March 24
Judges 16–18
Scripture Text: Judges 16:1–18:31
Series: Read the Bible in a Year
Samson begins today’s reading by consorting with a prostitute. While he is with her, the Gazites set an ambush to kill him when he left her place in the morning. Evidently, her business was in the city gates, which Samson took hold of at midnight and carried up a hill. It seems his strength cowed the Gazites laying in wait, but Samson’s spiritual strength was beyond deficient. After that evening with the prostitute, he “loved a woman” named Delilah. His fixation on himself and the opposite sex would lead to his shame and defeat.
Samson seeks to satisfy his lusts but Delilah is in it for money. She encourages his advances in order to discover the secret of Samson’s great strength for the Philistines. If they could disgrace strong Samson, the Israelites would fall in line. The Philistines did not need Delilah’s assistance; Samson was doing a bang-up job of bringing dishonor on himself, Israel, and even the Lord without anyone else’s help.
Nevertheless, the Philistines sought the secret of Samson’s great strength, and told Delilah to discover it. She seduced Samson, wheedling him the information. He feigned to play along but tricked her every time, telling her his strength lay in being bound with fresh bowstrings, or new ropes, or weaving and pinning his hair. Of course, each time she did these things, his strength was unabated. She complains that he is mocking her and does really love her, continuing her relentless quest to discover the secret of his strength. Perhaps, Samson, lover of riddles, does not know the answer to this particular riddle, for he seems to tell her the truth this fourth time. He discloses that his hair is his strength, or perhaps it is in being a Nazirite, that shaving his hair would make him like any other man.

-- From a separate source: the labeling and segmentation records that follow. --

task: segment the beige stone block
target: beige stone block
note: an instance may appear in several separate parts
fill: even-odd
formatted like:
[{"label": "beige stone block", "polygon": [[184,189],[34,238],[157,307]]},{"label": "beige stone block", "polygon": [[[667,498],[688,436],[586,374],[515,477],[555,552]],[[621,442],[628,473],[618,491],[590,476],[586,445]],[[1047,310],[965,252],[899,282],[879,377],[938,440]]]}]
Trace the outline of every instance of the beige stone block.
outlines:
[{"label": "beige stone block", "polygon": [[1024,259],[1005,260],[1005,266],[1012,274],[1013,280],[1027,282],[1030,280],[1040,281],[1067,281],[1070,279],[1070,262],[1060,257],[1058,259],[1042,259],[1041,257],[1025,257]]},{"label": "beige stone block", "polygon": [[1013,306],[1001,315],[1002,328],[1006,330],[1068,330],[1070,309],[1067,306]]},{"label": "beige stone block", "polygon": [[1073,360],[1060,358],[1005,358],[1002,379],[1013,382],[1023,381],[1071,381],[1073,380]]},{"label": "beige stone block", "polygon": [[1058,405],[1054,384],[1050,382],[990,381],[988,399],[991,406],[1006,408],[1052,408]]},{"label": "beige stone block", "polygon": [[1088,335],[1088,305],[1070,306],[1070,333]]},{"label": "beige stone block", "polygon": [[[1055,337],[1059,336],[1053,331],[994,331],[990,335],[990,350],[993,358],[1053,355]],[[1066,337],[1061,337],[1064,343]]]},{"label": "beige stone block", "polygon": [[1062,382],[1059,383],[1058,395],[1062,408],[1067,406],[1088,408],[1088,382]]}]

We know that his Nazarite vows are not the secret of his strength. He had already eaten unclean food and had probably drunk wine at his wedding feast. Moreover, he was lying with prostitutes and foreigners, whom God commanded Israel to not marry. So, cutting his hair cannot be the undoing of his strength. Yet, when Delilah seduces him into such sound sleep that his head may be shaved, his strength does seem to leave him. But it is not his strength that has left him; it is the Lord. “He did not know that the LORD had left him” (Judges 16:20). That is when his strength was spent. The answer to the riddle is, “the Lord.” “The LORD is my strength and my shield,” sang David. This truth was unknown to Samson.